(February 18, 2022) As he stood before the chopping board at New York City’s famed Eleven Madison Park, all set to start cutting, Chef Neel Kajale found himself face to face with an angry sous chef. “I simply couldn’t understand why he was upset,” he said. Neel was even more mystified when the sous chef then adjusted the cutting board. “He told me that everything has to be perpendicular and parallel. My cutting board was not in line with my workstation. I was at Eleven Madison Park. Everything had to be perfect,” said Chef Neel explained. When you’re working with the world’s most celebrated chefs, every detail needs to be perfect.
The Michelin experience
By the age of 25, Chef Neel Kajale has done quite the tour of world-famous, Michelin-Starred restaurants and their chefs. After graduating from the Institute of Hotel Management, he worked with Chef Atul Kochhar, of Benaras fame, joining the team as they began NRI in Mumbai. He has also worked at The Bombay Canteen and Farzi Cafe before setting off to study at the Culinary Institute of America in New York City, where Eleven Madison Park would come calling. Today, he has moved away from the high-glamour, high-stress restaurant life and works at a test kitchen, creating content and exploring a space that to him, feels like home.

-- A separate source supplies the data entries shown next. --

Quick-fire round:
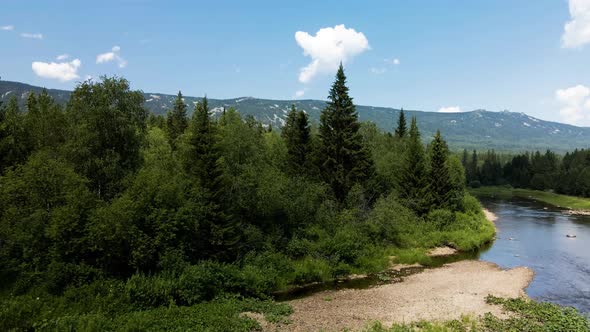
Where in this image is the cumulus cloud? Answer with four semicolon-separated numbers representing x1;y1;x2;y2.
295;24;369;83
96;46;127;68
555;84;590;124
369;67;387;75
384;58;400;66
295;89;305;98
561;0;590;48
438;106;463;113
31;59;82;82
20;32;43;39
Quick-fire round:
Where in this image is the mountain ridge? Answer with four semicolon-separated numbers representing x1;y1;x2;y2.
0;81;590;152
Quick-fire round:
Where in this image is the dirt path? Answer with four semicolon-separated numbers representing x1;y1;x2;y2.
281;210;534;331
284;261;533;331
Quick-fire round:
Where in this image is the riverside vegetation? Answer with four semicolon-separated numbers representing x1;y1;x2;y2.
0;67;584;331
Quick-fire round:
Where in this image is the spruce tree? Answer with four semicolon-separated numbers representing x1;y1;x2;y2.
395;108;407;138
467;150;479;184
281;105;311;175
166;91;188;149
399;117;428;214
429;130;453;209
0;96;29;174
185;97;239;260
319;64;373;202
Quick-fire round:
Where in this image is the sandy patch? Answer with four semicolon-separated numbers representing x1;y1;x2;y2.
428;247;457;257
483;209;498;222
282;260;533;331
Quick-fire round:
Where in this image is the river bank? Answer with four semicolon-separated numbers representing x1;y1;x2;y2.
270;209;534;331
285;261;534;331
469;186;590;215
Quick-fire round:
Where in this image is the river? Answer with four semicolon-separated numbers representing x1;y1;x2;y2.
479;199;590;313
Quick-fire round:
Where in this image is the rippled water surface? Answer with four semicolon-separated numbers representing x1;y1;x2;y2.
480;199;590;313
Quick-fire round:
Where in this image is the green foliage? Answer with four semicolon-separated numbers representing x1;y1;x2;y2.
0;72;516;330
428;131;454;207
65;78;147;199
399;118;430;214
166;91;188;148
282;105;311;175
395;108;407;138
320;65;373;202
483;295;590;332
0;96;29;174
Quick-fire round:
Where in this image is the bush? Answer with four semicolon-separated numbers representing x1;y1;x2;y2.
426;209;455;230
178;261;246;305
125;274;179;309
293;257;332;284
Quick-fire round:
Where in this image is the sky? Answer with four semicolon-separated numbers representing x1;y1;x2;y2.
0;0;590;126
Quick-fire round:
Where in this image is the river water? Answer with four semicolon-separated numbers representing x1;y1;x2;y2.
479;199;590;313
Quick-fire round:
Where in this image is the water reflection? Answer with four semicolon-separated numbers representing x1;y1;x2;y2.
480;199;590;313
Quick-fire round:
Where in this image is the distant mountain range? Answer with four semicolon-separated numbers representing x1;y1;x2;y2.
0;81;590;152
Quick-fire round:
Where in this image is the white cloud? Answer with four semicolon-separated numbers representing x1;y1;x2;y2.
555;84;590;124
31;59;82;82
295;89;305;98
383;58;400;66
295;24;369;83
438;106;463;113
96;46;127;68
20;32;43;39
561;0;590;48
369;67;387;75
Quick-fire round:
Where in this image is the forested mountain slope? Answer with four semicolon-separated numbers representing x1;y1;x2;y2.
0;81;590;152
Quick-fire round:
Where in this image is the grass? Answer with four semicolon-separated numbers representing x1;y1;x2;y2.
364;295;590;332
469;186;590;211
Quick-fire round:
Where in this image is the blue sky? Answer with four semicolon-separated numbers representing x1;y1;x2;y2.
0;0;590;126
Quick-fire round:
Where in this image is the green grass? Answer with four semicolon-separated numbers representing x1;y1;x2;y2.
469;186;590;210
364;296;590;332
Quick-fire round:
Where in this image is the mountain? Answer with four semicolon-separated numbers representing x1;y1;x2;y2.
0;81;590;152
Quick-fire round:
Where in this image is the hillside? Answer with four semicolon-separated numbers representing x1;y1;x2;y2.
0;81;590;152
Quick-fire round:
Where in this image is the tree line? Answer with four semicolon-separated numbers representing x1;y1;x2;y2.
0;66;483;326
461;149;590;197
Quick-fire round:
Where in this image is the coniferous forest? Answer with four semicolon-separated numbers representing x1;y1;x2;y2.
0;66;494;331
461;149;590;197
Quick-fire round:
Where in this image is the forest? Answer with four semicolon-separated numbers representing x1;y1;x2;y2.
461;149;590;197
0;66;494;331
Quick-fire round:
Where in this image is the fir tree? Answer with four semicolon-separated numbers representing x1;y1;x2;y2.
467;150;479;184
429;130;453;208
281;105;311;174
185;97;239;260
166;91;188;149
319;64;373;202
395;108;407;138
0;96;29;174
399;117;428;214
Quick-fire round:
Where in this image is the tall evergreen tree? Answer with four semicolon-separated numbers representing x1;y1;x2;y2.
319;64;373;202
395;108;407;138
25;89;66;151
467;150;479;184
399;117;429;214
429;130;453;208
0;96;29;174
166;91;188;149
281;105;311;174
185;97;239;260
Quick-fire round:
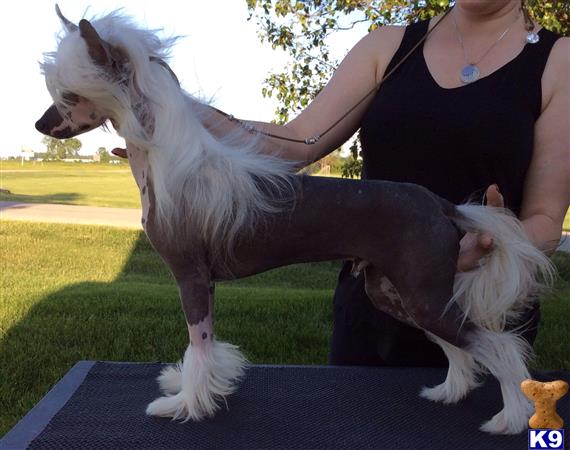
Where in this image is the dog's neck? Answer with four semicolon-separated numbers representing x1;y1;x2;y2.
127;142;152;231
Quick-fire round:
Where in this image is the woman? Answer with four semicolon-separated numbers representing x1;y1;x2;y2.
122;0;570;366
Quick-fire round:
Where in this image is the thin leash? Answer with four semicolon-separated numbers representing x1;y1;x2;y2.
209;8;453;145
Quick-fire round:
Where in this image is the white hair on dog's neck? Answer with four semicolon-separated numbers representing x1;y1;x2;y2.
42;12;293;256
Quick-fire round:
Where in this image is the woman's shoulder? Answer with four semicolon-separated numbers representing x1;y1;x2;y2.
365;25;406;82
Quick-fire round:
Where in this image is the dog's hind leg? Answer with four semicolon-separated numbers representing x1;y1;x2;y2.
414;332;481;404
465;328;532;434
147;268;245;420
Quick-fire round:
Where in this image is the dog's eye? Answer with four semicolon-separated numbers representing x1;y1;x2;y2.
61;92;79;105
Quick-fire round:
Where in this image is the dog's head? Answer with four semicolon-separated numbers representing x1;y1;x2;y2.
36;6;136;139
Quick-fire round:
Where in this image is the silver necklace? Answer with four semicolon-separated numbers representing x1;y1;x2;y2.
451;11;520;84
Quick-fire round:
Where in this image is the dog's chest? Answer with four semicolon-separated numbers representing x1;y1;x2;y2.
127;146;151;231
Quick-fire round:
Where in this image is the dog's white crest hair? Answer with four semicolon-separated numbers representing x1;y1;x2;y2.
42;12;294;257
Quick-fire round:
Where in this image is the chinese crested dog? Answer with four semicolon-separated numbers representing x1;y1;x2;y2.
36;10;552;433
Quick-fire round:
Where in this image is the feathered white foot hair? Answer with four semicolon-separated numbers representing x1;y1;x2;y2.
146;341;245;422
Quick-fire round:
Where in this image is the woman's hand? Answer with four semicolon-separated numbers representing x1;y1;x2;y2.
111;147;127;158
457;184;505;272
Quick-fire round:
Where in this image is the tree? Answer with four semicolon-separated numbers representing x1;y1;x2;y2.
42;136;81;160
97;147;111;163
246;0;570;175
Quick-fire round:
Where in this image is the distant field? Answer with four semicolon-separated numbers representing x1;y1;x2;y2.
0;161;570;231
0;161;140;208
0;221;570;436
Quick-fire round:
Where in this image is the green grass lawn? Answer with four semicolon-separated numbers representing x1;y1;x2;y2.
0;161;140;208
0;221;570;436
0;161;570;231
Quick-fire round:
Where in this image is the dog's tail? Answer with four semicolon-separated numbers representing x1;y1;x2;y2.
450;204;555;331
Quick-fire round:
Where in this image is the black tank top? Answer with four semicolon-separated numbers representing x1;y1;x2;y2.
360;21;558;215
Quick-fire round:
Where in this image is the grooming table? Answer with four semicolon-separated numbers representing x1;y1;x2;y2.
0;361;570;450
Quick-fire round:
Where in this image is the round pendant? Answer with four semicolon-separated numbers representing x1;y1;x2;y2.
459;64;481;83
526;32;540;44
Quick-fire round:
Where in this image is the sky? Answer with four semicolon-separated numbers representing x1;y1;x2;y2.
0;0;366;157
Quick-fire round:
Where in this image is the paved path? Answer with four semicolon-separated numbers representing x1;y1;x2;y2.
0;202;570;252
0;202;142;230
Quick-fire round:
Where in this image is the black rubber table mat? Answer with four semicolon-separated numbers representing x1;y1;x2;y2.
0;362;570;450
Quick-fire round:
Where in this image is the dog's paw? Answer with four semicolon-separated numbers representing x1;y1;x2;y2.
479;409;529;434
156;364;182;395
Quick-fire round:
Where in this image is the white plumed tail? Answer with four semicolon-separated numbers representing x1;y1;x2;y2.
450;204;555;331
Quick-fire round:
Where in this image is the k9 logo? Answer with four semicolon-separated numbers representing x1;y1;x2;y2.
528;430;564;450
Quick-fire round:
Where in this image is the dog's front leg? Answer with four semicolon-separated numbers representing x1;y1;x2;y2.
147;273;245;421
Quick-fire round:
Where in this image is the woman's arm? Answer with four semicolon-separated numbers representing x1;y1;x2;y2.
193;27;405;167
521;38;570;253
457;38;570;272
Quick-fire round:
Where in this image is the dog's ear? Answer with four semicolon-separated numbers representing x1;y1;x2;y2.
55;4;77;32
79;19;113;66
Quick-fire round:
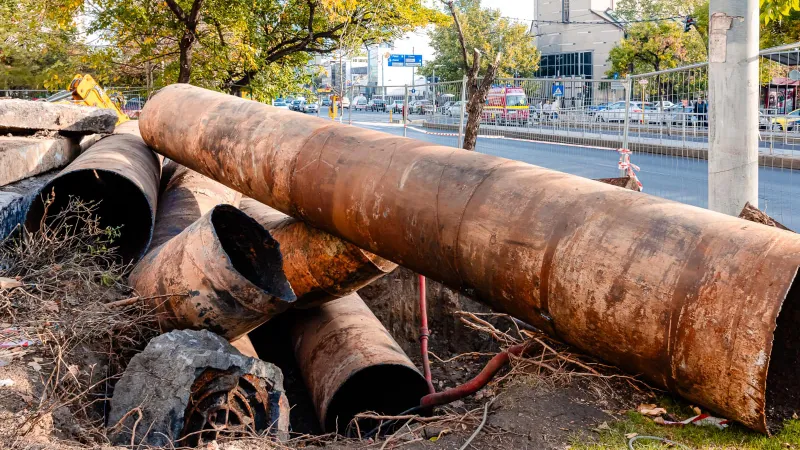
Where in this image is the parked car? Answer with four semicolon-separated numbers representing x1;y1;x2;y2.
439;102;455;114
758;111;772;130
772;109;800;131
595;102;664;123
587;103;611;116
389;100;403;114
410;100;436;114
300;100;319;114
447;100;464;117
666;105;697;127
367;98;386;112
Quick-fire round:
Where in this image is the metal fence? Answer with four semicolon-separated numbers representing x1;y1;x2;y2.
0;43;800;229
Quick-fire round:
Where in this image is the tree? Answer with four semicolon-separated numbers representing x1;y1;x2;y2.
606;21;706;76
420;0;539;150
78;0;440;91
614;0;703;22
761;0;800;25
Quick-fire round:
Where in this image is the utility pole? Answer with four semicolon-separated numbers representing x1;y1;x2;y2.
701;0;759;216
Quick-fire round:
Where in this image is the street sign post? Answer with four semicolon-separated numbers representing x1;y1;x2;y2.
389;55;422;67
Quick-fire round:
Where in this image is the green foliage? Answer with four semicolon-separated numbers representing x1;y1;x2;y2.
606;21;706;76
614;0;703;22
761;0;800;25
79;0;437;95
420;0;540;81
570;397;800;450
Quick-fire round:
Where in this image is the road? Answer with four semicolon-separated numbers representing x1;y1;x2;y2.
310;108;800;229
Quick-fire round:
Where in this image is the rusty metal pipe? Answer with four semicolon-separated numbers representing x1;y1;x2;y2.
240;198;397;308
292;294;428;432
25;134;161;262
150;161;242;248
130;205;295;340
140;85;800;432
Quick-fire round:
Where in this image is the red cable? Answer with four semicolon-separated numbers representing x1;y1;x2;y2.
420;344;525;407
419;275;436;394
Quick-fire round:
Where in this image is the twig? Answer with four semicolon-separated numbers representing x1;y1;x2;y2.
458;397;497;450
105;293;189;308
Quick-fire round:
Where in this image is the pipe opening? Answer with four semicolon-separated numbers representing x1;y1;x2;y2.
211;205;297;302
324;364;428;433
766;279;800;434
25;169;154;263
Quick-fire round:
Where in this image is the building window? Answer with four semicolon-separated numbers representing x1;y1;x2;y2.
535;52;594;78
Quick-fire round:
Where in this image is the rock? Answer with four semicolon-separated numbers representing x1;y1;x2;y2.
0;100;117;134
108;330;289;447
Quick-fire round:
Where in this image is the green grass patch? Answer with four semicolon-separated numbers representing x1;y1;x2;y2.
570;397;800;450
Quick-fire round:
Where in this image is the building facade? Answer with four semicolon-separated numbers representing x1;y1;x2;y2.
531;0;624;79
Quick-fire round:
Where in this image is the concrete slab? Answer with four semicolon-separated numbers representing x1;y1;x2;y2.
0;137;81;186
0;99;117;134
0;170;58;240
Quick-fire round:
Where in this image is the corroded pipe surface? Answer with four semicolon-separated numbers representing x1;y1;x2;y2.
240;198;397;308
292;294;428;432
25;133;161;261
139;84;800;432
151;162;242;248
130;205;295;340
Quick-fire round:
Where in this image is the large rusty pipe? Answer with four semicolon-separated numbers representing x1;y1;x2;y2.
292;293;428;432
130;204;295;340
240;198;397;308
25;133;161;261
151;161;242;248
140;84;800;432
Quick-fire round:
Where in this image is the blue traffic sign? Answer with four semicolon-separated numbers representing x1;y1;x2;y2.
389;55;422;67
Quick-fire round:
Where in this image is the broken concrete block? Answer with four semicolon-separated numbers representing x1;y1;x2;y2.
0;100;117;134
108;330;289;447
0;171;58;240
0;135;99;186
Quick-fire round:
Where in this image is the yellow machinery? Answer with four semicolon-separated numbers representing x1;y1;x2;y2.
47;75;131;125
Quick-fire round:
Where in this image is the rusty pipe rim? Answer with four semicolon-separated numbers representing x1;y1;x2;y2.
140;85;800;432
129;204;296;340
291;293;428;432
25;134;161;262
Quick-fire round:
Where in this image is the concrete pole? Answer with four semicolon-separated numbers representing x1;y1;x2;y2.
403;85;408;137
708;0;759;216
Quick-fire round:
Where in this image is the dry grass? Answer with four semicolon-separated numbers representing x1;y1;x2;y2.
0;199;158;446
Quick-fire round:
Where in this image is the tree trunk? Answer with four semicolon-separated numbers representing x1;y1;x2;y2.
178;30;195;83
463;59;500;150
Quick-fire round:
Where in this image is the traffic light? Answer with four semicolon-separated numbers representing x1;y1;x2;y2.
683;16;697;33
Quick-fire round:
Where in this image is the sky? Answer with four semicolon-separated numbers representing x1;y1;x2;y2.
394;0;533;61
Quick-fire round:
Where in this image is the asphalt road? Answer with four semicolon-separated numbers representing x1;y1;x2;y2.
318;113;800;229
321;110;800;154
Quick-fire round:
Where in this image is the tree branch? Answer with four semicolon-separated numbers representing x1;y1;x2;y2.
447;0;477;73
166;0;186;23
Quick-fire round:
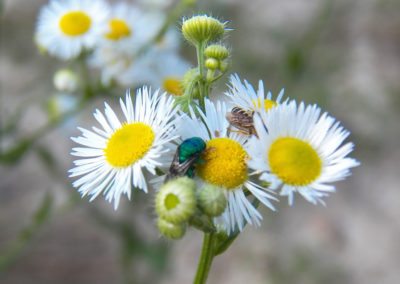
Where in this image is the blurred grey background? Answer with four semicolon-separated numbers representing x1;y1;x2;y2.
0;0;400;284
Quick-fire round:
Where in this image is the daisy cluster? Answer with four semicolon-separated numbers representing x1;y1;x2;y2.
35;0;190;95
70;13;359;238
70;76;358;232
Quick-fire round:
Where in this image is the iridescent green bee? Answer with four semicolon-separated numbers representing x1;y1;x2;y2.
165;137;206;181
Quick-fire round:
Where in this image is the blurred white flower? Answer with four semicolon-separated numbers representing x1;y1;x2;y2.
225;74;288;111
118;49;190;96
35;0;108;60
53;69;79;93
89;3;165;87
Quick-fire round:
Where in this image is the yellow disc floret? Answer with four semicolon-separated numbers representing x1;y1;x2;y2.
268;137;322;186
196;138;247;189
59;11;92;36
253;99;278;110
105;18;131;41
163;77;183;96
104;122;155;167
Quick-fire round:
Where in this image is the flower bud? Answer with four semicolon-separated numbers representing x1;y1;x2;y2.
182;15;225;45
156;177;196;224
157;218;186;240
205;58;219;70
204;44;229;60
198;184;227;217
53;69;79;93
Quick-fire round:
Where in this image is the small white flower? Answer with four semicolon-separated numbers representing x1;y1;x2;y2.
119;49;190;96
179;100;276;233
225;74;287;111
89;3;164;84
35;0;108;60
70;87;177;209
246;101;359;205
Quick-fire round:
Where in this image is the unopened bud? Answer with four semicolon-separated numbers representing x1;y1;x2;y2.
198;184;227;217
156;177;196;224
204;44;229;60
205;58;219;70
53;69;79;93
157;218;186;240
182;15;225;45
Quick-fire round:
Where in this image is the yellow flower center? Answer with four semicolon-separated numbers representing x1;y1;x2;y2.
164;193;180;210
196;138;247;189
59;11;92;36
268;137;322;186
105;18;131;41
104;122;155;167
163;77;183;96
253;99;278;110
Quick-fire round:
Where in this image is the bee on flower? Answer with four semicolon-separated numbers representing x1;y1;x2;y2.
179;99;276;232
225;74;288;136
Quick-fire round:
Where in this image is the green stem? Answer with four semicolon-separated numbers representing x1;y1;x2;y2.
193;233;216;284
196;42;208;111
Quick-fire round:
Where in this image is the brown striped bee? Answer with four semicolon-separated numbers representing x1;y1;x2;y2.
225;107;257;136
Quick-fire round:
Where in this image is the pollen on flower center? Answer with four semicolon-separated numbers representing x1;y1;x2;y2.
268;137;322;186
196;138;247;189
105;18;131;41
253;99;277;110
163;77;183;96
104;122;155;167
59;11;92;36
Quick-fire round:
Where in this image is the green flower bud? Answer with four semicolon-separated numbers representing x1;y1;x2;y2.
156;177;196;224
198;184;227;217
157;218;186;240
205;58;219;70
53;69;79;93
182;68;200;98
182;15;225;45
204;44;229;60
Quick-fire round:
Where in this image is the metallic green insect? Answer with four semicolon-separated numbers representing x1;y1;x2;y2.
165;137;206;182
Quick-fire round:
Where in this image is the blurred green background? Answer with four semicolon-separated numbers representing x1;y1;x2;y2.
0;0;400;284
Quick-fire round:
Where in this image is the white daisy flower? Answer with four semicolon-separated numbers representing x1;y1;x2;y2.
70;87;177;209
246;101;359;205
35;0;108;60
225;74;287;111
179;100;276;233
89;3;164;84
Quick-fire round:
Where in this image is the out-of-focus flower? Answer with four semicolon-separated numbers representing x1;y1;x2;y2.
35;0;108;60
246;101;359;204
119;49;190;96
53;69;79;93
225;74;287;111
47;93;79;121
89;3;164;84
70;87;177;208
179;100;276;232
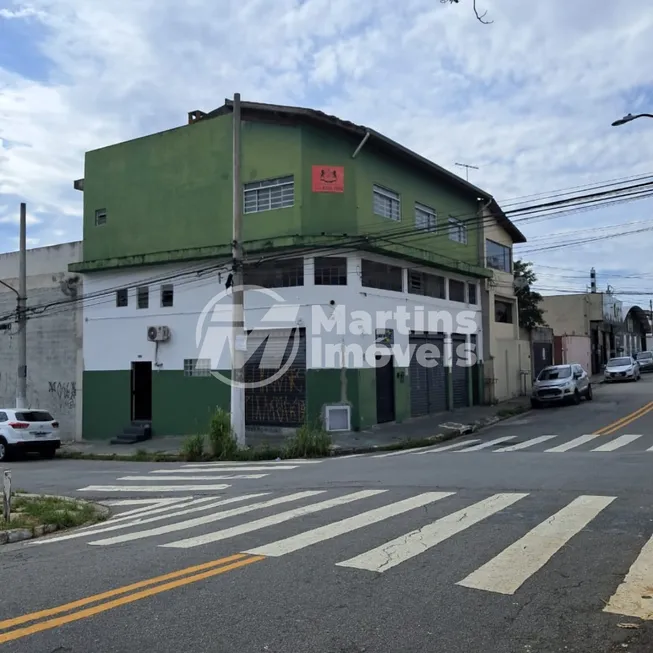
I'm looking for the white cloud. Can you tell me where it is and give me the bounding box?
[0,0,653,304]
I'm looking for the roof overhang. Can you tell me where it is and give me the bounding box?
[188,98,526,243]
[626,306,651,333]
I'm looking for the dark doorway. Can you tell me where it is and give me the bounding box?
[132,361,152,422]
[376,353,395,424]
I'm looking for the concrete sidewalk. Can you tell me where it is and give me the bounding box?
[60,397,530,458]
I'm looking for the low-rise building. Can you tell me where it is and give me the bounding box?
[542,292,650,374]
[70,101,525,438]
[0,242,83,439]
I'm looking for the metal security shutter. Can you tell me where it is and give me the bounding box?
[470,334,481,406]
[409,336,429,417]
[451,333,469,408]
[409,334,447,417]
[245,328,306,427]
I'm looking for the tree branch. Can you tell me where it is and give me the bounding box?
[440,0,494,25]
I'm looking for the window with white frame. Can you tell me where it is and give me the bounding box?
[184,358,211,376]
[485,238,512,272]
[243,175,295,213]
[374,184,401,221]
[449,218,467,245]
[415,202,435,231]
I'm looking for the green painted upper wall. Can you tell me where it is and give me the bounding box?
[79,114,486,272]
[84,116,301,261]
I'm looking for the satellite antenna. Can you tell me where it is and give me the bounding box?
[456,163,478,181]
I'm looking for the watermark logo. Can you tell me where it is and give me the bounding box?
[195,286,300,389]
[195,286,480,389]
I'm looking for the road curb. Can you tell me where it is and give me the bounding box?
[0,492,111,546]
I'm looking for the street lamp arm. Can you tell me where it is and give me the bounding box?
[612,113,653,127]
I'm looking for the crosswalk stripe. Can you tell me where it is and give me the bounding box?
[592,435,642,451]
[150,465,298,474]
[89,490,326,546]
[116,474,269,482]
[456,496,616,594]
[371,444,433,458]
[243,492,455,557]
[456,435,517,453]
[494,435,557,453]
[35,492,269,544]
[336,493,528,572]
[544,433,601,453]
[88,495,216,528]
[161,490,387,549]
[415,438,480,456]
[77,479,231,492]
[603,537,653,621]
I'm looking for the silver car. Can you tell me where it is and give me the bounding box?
[635,351,653,372]
[531,363,592,408]
[603,356,642,383]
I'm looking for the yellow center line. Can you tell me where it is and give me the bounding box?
[0,556,265,644]
[0,553,264,644]
[594,401,653,435]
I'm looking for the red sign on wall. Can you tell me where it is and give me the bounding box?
[313,166,345,193]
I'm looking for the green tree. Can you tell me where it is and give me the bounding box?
[440,0,493,25]
[514,261,546,331]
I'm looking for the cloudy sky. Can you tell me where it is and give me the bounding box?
[0,0,653,306]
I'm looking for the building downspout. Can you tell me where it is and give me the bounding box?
[351,131,371,159]
[477,199,495,404]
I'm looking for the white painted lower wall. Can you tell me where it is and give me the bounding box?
[84,254,483,371]
[0,242,84,440]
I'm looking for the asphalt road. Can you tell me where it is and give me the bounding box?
[0,377,653,653]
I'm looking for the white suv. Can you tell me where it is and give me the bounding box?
[0,408,61,462]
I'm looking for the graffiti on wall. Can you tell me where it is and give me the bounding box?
[48,381,77,412]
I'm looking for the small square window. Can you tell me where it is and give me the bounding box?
[161,283,175,308]
[184,358,211,376]
[449,218,467,245]
[449,279,465,303]
[373,184,401,221]
[415,202,436,231]
[95,209,107,227]
[467,283,477,304]
[136,286,150,308]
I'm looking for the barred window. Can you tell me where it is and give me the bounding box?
[184,358,211,376]
[161,283,175,308]
[449,279,466,303]
[116,288,129,308]
[408,270,447,299]
[314,256,347,286]
[243,258,304,288]
[449,218,467,245]
[136,286,150,308]
[374,184,401,221]
[243,175,295,213]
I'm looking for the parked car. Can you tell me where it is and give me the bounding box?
[531,363,592,408]
[603,356,642,383]
[635,351,653,372]
[0,408,61,462]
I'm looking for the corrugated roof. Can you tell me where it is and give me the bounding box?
[193,98,526,243]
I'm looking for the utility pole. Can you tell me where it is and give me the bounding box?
[231,93,247,447]
[456,163,478,181]
[16,202,27,408]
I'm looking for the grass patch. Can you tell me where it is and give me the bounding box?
[0,494,104,531]
[180,433,204,462]
[283,422,331,458]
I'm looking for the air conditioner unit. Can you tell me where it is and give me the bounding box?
[324,405,351,431]
[147,327,170,342]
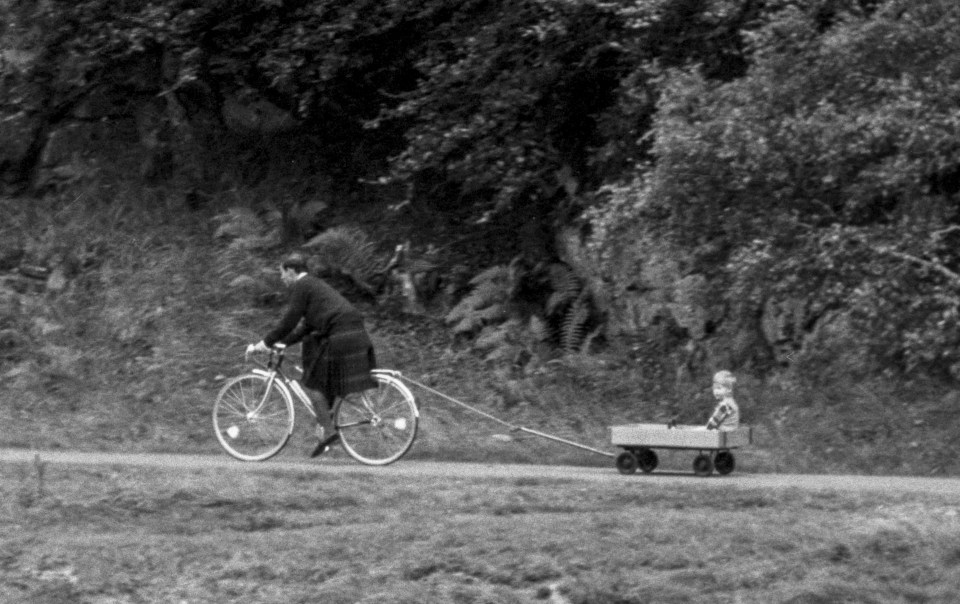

When food is what you aspire for
At 13, the Mumbaikar knew he wanted to be a chef. He loved food, disliked maths, so the choice was simple. “There was no point in struggling with something I had no talent for. What I did have, however, was a passion for food,” recalls Neel. Encouraged by his parents, he leaped headlong. “I had no backup plans. It was a do-or-die situation for me,” adds the 25-year-old.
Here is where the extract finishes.